Je vous ai déjà évoqué que dans les contraintes de ma maladie, un de mes plus grands manques est lié a la difficulté a apprécier plats, mets et vins.

A la fois la chimio altére la possibilité et l'aptitude a gouter, à la fois le corps se "déshabitue" aux excés de la chair.

J'ai donc profité hier soir d'une "éclaircie" de mon corps, pour me lacher un peu et sortir l'artillerie.....

Bien évidemment j'étais prêt a en assumer les conséquences, c'est a dire rejet du corps et obligation d'aller crapahuter une bonne heure et demi pour compenser et chasser les triglycéries.

Parlons des agapes (the blues évidemment).

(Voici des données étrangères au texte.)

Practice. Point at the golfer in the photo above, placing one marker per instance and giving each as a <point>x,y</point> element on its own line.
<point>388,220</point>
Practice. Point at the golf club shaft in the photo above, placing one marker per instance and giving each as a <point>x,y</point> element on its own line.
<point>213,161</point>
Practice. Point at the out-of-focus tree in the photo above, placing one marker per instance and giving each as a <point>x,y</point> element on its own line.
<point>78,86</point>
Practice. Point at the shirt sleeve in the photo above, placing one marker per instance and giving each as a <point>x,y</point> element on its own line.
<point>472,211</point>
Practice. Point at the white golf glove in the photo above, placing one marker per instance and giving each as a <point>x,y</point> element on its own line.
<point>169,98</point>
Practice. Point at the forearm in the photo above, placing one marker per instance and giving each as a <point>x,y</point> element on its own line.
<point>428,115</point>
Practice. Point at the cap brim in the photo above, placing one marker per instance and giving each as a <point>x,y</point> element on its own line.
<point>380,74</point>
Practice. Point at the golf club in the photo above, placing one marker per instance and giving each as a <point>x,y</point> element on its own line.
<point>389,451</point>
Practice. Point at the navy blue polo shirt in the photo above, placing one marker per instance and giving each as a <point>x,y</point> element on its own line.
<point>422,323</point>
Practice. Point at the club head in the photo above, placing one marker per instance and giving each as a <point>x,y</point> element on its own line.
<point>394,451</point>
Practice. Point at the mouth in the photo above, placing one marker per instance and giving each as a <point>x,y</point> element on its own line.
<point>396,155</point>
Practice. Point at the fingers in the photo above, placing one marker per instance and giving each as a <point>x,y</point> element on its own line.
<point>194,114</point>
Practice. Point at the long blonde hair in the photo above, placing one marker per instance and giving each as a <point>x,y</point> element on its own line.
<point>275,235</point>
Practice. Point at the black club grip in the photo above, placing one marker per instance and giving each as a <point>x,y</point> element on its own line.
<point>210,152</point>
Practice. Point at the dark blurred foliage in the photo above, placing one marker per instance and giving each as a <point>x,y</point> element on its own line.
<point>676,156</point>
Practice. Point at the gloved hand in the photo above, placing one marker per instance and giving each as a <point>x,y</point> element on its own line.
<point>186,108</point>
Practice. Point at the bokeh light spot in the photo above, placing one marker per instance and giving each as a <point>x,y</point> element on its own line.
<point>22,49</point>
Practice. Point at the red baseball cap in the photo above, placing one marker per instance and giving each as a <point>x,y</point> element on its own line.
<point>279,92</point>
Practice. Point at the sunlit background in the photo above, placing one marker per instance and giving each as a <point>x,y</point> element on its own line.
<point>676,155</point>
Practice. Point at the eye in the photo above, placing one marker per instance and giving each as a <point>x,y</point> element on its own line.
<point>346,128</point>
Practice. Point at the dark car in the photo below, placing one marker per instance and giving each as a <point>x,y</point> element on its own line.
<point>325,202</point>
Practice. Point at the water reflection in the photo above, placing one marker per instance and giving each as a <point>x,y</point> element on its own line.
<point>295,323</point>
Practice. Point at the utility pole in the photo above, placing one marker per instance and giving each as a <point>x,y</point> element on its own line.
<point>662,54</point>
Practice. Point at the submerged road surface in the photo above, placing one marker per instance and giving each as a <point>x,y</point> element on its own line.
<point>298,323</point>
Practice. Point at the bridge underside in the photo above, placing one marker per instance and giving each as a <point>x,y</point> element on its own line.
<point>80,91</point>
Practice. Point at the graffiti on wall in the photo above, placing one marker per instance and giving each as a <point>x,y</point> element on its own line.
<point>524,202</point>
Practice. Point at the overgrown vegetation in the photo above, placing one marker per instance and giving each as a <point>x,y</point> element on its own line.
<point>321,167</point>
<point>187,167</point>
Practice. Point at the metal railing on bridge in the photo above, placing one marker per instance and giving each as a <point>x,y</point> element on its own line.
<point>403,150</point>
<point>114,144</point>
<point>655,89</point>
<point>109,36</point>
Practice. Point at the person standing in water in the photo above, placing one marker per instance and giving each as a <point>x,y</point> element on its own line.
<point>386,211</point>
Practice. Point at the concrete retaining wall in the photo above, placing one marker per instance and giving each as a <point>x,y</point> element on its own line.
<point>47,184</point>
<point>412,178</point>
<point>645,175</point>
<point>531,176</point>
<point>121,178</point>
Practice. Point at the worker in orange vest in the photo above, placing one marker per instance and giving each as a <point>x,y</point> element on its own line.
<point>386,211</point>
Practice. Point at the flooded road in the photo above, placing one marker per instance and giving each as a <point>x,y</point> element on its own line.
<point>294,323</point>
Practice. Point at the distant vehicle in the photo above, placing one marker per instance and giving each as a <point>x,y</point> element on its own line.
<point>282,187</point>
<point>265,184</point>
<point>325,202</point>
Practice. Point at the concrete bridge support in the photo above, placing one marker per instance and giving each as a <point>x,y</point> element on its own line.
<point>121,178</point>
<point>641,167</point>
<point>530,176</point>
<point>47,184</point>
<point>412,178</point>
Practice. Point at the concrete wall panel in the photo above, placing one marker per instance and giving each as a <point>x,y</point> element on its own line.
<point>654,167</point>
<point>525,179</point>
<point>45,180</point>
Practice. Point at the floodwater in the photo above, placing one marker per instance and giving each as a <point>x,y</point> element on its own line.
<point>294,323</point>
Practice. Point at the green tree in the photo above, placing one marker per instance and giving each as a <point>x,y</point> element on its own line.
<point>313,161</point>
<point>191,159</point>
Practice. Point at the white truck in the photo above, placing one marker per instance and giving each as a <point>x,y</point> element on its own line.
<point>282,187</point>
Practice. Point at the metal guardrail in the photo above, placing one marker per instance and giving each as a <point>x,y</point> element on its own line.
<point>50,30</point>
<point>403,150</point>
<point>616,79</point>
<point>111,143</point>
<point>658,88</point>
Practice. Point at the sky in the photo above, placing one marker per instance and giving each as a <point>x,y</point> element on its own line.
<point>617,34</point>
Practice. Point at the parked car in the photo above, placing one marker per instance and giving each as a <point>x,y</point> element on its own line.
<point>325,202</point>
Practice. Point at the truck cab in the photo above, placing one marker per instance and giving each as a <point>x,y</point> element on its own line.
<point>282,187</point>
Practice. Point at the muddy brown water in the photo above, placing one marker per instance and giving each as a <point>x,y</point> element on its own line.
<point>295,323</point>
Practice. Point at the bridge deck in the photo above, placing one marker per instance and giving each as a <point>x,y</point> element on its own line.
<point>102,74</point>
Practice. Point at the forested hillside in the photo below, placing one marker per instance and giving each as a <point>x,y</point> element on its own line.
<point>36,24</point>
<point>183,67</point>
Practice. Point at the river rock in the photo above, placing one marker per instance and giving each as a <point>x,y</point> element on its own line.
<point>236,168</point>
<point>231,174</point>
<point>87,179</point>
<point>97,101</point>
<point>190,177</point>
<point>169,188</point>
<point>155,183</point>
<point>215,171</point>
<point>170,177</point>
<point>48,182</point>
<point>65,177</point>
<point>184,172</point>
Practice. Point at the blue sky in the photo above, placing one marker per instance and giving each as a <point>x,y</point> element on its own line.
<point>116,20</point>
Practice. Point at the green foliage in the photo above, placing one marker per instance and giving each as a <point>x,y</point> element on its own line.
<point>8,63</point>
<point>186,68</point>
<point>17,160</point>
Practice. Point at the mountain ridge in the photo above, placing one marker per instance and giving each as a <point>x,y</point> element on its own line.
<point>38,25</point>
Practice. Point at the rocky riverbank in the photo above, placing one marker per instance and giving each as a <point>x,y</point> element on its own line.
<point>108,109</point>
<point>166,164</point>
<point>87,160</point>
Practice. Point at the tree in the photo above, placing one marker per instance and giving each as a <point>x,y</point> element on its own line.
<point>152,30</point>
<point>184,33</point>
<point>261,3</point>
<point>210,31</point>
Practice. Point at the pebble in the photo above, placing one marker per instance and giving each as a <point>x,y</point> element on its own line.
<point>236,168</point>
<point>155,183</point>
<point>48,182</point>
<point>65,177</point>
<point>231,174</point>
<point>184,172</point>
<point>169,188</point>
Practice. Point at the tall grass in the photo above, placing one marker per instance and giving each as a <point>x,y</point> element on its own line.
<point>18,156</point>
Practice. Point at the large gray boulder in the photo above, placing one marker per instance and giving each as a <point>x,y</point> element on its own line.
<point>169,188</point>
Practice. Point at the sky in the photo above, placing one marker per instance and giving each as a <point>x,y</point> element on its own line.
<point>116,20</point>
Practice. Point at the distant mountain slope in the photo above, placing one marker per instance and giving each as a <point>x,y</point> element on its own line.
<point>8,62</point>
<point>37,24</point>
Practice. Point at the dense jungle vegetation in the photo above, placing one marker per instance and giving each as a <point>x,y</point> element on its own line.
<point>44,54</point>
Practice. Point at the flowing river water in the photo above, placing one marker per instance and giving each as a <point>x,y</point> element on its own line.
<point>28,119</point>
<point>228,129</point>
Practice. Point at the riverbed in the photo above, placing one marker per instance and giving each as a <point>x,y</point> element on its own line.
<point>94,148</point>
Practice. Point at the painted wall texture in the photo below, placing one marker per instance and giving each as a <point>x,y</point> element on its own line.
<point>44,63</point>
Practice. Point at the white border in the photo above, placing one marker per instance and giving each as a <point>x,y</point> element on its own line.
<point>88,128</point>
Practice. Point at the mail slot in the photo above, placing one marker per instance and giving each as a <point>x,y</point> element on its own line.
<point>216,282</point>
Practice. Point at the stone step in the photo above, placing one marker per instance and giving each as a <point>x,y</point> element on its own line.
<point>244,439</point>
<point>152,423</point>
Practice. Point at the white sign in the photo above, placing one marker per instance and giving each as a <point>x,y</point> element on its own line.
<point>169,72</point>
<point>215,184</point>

Le probléme  chez moi ,c' est que pour apprehender la table ,mon questionnement est différent du commun des mortels.Je commence par aller a la cave, choisir les bouteilles et me demande ce que l'on peut manger avec...Mais là même pas!J'avais envie de boire et manger aussi bien que manger et boire!!!!!

Avant de se lacher il faut aussi des partenaires à émotions, aptes au lacher prise et à l'encanaillement facile.

Une fois les belligérants trouvés tout devient simple.

Les joueurs du soir étaient cyril, anne ,caroline,giséle, patrick, véronique et "petit scarabé"(vigneron venu simplement pour un coucou rapide et gouter les deux vins de l'apéro).

Pour le repas on s'est pas cassé: raclette de chez fossati avec quatre types de fromages:

scamorze fumeé,fontal,fontina,vieille tomme piémontaise.

Pour la charcuterie une dizaine de sortes  en retirant bien évidemment les grands jambons type parme ,san daniele,et culatello qui ne méritent pas le supplice du fromage chaud tellement leurs gouts se suffisent a eux même..

Alors les vins:

Magnum de veuve clicquot 1995 superbe ,riche ,plein ,belle matiére ,un vin qui se mange en fait et apte a supporter la phrase des phrases des grands initiés:"ça c'est du vin"...

Pour se refaire un peu la bouche avant de passer à table il fallait un peu de fraicheur,j'ai donc choisi un clos cazals 1996 pur blanc de blanc (chardonnay)pour sa vivacité, et le fait que ce millèsime soit soutenue par la trés belle acidité liée à son année trés atypique.

A table nous avons fait, trés italien:

un chardonnay 2000 de pojer e sandri dans le trentin, et pour les rouges un montépulciano d'abruzzes 2000 de chez nicodémi, un cabernet sauvignon 2002 bien fait de chez maculan en vénétie, mais vinifié trop "à l'internationale",c'est a dire boisé excessif même si bien maitrisé(a l'aveugle dire que l'on était en italie relevait de la performance).

Le dessert , oui y a pas eu de fromage......le fameux tiramisu fossati, n'y voyez pas de la prétention, mais n'en ayant pas mangé depuis longtemps(ca nous rappelle le boulot nous!)je ne me souvenais pas que c'était si bon.

Pour accompagner le tira un muscat 2003 de vénetie a clos la soirée en beauté.

Bon maintenant je me sauve ,je vous laisse il me faudra plus d'une heure de marche forceé pour que mon corps oubli tout ça.

A cet aprés midi pour vous présenter une de mes méthodes pour compenser mon art de la table.